For a skill that ships with gbrain (anything under the gbrain repo's own
skills/): SkillOpt refuses to overwrite it by default and writes the winner to
skills/<name>/skillopt/best.md instead, so an optimization pass can never
silently mutate a skill other people depend on. Two ways to handle that:
# See the proposed improvement without touching SKILL.md (works for ANY skill):
gbrain skillopt meeting-prep --split 1:1:1 --no-mutate
# → writes skills/meeting-prep/skillopt/best.md (the proposed rewrite), prints its path. Copy what you want.
# Actually rewrite a bundled skill (explicit opt-in + an independent held-out set):
gbrain skillopt brain-ops --split 1:1:1 --allow-mutate-bundled \
--held-out skills/brain-ops/held-out.jsonlRewriting a bundled skill in place now requires BOTH --allow-mutate-bundled AND
--held-out <path> (a JSONL with the same shape as your benchmark, but at least 5
tasks whose IDs don't appear in the benchmark). The held-out set is how the run
proves the edit didn't just learn the benchmark: a candidate that climbs the
benchmark but slips on the held-out tasks is refused. Drop --held-out and the
run hard-refuses and points you at proposed.md instead.
Rule of thumb: --no-mutate when you want to read the diff before trusting it
(no held-out needed); --allow-mutate-bundled --held-out only when you intend to
commit a proven change to a shared skill.

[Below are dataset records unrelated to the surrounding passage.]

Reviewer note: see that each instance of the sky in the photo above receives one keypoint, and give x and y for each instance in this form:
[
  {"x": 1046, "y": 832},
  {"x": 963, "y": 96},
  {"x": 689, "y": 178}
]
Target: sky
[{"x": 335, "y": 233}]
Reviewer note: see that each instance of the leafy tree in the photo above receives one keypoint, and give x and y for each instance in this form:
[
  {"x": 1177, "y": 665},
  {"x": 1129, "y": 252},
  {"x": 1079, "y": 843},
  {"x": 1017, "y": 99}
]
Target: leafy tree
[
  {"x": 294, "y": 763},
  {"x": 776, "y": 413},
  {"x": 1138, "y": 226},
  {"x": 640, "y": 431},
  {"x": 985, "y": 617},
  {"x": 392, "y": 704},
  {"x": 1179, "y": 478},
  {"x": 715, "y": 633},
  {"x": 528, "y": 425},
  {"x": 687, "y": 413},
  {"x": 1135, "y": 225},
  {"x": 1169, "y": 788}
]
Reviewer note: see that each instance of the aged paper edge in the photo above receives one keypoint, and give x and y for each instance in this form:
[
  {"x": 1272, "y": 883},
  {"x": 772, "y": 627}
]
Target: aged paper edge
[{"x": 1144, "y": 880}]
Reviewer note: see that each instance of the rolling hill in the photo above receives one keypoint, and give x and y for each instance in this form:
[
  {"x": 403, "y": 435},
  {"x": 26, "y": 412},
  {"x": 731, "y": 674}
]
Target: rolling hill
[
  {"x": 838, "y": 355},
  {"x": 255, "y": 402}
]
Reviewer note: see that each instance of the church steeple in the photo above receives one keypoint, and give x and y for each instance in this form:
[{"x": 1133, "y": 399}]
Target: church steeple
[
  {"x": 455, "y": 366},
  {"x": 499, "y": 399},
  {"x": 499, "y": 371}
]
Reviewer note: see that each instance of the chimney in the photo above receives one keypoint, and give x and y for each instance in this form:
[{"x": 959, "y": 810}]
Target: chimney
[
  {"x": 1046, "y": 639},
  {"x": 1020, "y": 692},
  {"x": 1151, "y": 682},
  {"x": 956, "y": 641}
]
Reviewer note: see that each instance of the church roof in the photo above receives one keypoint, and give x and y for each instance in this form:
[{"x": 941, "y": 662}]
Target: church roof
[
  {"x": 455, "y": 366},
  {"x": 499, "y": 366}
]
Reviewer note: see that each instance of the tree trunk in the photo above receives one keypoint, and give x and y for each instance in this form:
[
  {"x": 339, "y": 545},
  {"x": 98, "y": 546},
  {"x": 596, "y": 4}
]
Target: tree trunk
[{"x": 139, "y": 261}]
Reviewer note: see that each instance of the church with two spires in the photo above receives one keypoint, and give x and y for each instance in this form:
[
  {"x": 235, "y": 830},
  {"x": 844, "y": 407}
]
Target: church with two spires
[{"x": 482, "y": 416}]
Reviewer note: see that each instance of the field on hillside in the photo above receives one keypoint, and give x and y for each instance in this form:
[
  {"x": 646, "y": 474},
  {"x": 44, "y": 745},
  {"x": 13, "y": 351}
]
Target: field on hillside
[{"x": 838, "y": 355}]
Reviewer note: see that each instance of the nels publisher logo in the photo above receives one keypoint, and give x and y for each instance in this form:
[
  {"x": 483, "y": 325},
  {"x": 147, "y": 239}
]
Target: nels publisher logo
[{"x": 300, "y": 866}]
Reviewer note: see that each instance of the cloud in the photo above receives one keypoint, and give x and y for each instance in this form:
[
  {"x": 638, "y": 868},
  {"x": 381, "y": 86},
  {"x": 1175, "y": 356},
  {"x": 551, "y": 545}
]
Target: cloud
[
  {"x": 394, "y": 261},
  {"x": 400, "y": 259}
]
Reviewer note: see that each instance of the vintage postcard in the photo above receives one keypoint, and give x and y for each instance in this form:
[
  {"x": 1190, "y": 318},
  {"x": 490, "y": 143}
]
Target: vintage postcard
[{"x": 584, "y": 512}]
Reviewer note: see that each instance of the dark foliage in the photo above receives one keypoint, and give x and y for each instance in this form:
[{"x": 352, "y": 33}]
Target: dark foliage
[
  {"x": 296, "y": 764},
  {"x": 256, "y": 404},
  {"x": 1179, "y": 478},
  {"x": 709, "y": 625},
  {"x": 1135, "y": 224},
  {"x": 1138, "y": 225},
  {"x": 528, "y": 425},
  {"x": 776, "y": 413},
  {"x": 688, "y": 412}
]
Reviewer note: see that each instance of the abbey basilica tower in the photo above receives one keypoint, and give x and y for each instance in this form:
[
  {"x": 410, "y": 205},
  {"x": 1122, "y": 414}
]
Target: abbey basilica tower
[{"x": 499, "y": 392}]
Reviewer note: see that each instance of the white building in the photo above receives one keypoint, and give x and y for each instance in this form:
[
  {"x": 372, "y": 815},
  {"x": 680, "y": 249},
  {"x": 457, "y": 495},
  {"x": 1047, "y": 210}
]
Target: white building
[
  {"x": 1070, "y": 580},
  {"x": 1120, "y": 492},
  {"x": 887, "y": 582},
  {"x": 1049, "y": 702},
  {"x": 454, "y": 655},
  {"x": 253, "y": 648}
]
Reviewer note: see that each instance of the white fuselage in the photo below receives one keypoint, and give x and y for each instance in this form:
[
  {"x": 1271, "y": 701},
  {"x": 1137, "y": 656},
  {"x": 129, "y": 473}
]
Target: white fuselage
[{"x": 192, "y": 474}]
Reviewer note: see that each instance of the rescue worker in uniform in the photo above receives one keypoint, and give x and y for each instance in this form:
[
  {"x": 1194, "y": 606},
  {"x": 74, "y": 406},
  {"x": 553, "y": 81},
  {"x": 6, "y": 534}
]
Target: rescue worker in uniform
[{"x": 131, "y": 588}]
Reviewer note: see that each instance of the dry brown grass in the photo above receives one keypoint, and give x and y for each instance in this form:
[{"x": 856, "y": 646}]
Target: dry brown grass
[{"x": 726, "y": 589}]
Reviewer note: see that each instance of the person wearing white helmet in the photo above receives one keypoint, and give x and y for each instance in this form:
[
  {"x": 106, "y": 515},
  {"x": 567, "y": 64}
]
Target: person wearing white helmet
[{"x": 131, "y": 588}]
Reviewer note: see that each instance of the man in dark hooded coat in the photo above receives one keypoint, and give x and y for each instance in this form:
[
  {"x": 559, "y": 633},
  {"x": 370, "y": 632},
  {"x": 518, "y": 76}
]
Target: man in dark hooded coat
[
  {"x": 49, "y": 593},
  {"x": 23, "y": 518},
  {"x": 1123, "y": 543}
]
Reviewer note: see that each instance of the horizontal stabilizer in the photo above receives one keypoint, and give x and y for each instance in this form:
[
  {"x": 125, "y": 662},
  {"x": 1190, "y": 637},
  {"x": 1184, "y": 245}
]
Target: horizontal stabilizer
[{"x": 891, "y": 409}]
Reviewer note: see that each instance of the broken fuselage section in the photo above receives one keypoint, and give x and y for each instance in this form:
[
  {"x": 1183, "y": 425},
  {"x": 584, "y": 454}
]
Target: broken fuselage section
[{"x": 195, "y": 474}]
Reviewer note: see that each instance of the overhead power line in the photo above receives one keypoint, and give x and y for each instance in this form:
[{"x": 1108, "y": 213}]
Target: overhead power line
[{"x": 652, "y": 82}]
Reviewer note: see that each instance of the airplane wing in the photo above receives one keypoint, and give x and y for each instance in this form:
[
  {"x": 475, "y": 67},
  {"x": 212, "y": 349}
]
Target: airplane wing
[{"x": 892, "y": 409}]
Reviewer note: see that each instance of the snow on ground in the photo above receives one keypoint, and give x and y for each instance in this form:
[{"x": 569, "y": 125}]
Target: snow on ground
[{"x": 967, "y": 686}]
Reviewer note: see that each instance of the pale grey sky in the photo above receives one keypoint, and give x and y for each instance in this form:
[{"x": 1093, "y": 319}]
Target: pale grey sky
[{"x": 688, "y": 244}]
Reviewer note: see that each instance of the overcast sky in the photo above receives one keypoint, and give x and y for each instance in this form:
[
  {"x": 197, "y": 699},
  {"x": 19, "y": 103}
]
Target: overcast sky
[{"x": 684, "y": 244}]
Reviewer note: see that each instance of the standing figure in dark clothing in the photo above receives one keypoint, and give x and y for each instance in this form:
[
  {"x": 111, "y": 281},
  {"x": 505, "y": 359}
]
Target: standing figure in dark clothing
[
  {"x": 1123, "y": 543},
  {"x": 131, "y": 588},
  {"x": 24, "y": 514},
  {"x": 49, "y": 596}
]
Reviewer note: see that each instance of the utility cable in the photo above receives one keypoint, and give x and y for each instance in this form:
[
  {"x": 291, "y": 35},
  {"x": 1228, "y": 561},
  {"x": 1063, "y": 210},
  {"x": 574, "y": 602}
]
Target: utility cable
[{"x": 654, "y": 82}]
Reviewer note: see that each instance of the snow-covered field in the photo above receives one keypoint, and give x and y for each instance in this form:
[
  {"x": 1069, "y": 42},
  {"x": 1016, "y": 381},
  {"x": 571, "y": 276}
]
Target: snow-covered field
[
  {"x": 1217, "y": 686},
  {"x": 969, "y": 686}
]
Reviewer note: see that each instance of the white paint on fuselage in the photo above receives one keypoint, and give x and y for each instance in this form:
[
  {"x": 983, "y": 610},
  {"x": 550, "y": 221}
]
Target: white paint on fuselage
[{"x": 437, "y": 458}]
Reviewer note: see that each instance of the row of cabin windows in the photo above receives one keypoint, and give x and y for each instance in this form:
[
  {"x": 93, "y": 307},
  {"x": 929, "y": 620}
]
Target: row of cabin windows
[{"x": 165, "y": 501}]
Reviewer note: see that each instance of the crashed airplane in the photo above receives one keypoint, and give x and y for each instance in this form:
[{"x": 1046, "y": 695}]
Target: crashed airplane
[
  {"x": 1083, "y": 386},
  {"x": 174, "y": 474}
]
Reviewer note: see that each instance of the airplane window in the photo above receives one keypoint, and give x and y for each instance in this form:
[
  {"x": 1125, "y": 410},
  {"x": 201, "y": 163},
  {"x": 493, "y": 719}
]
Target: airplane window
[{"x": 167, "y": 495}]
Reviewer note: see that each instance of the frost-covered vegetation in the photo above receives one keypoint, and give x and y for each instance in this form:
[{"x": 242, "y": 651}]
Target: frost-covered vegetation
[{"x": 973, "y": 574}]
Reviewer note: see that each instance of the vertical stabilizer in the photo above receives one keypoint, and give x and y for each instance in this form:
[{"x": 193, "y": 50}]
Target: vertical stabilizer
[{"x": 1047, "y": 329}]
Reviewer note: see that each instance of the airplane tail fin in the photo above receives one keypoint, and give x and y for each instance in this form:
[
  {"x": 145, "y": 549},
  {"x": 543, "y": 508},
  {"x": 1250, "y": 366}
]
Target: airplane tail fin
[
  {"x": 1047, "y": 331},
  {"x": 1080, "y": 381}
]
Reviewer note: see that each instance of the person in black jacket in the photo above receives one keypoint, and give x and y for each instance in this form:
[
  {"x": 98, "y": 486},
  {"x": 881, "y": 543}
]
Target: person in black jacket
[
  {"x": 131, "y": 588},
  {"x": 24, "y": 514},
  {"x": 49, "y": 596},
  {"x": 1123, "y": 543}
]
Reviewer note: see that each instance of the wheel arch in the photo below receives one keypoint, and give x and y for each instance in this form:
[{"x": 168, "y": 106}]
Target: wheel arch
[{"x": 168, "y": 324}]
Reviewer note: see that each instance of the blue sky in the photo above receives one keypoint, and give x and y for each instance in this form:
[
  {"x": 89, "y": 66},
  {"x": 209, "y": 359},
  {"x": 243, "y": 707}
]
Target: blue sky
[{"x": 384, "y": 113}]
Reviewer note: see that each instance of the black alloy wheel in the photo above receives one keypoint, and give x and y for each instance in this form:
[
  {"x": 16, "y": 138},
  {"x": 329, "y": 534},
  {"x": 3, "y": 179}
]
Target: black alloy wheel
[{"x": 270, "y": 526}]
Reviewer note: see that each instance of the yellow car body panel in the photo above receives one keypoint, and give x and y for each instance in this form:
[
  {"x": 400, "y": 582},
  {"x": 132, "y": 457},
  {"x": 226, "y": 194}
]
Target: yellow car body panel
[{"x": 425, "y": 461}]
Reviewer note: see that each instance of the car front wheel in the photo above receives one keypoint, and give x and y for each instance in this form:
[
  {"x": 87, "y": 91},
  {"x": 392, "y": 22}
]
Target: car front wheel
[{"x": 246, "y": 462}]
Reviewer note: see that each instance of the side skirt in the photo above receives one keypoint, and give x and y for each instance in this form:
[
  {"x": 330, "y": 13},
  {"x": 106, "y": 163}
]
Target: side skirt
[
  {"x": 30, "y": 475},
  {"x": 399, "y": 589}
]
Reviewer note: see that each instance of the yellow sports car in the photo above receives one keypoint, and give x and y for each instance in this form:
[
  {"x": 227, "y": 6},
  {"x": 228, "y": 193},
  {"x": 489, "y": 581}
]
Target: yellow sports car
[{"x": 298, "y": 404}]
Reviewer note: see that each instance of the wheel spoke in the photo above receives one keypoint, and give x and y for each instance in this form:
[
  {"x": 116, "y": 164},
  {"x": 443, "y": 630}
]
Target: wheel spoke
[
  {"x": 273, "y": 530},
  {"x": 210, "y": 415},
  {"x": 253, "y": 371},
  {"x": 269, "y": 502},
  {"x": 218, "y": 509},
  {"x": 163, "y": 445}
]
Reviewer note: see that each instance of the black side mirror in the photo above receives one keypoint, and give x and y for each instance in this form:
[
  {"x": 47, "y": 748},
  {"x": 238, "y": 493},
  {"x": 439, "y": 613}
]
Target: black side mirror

The loop that actually makes skills better:
- Run it. If
no_improvement, the benchmark probably can't distinguish good from bad yet. - Add tasks that capture what you wish the skill did differently. Saw the agent
skip citations? Add
{"op":"min_citations","arg":2}. Saw it ramble? Tightenmax_chars. - Re-run. A sharper benchmark gives the optimizer a real gradient to climb.
- When a run lands
accepted, read the diff, commit it, and bank the win.
The skill you ship gets better every time the benchmark gets sharper. That's the whole game: you're not editing prose, you're improving the definition of done and letting the optimizer chase it.
You wrote a benchmark that encodes what "good" means for one skill, previewed the
cost, ran the optimizer, and either accepted a measurably better skill or learned
your benchmark needs sharpening. Same loop scales to every skill you own — and
gbrain skillopt --all runs it across every skill that has a benchmark, under a
brain-wide cost cap.
- Full flag + exit-code reference, cost model, safety guards:
docs/guides/skillopt.md - Every flag inline:
gbrain skillopt --help - Batch + fleet + background runs (
--all,--target-models,--background), LLM and qrels judges, held-out test sets, and resume after a crash (--resume <run-id>): all in the reference guide above. - Generate a starter benchmark from the SKILL.md (the recommended way to start):
gbrain skillopt <name> --bootstrap-from-skill→ review + strengthen the judges → delete the sentinel →--bootstrap-reviewed --split 1:1:1. Tune the count with--bootstrap-tasks N(max 50). - Bootstrap from existing routing fixtures instead:
gbrain skillopt <name> --bootstrap-from-routing(routing tasks test dispatch, not quality — tighten them).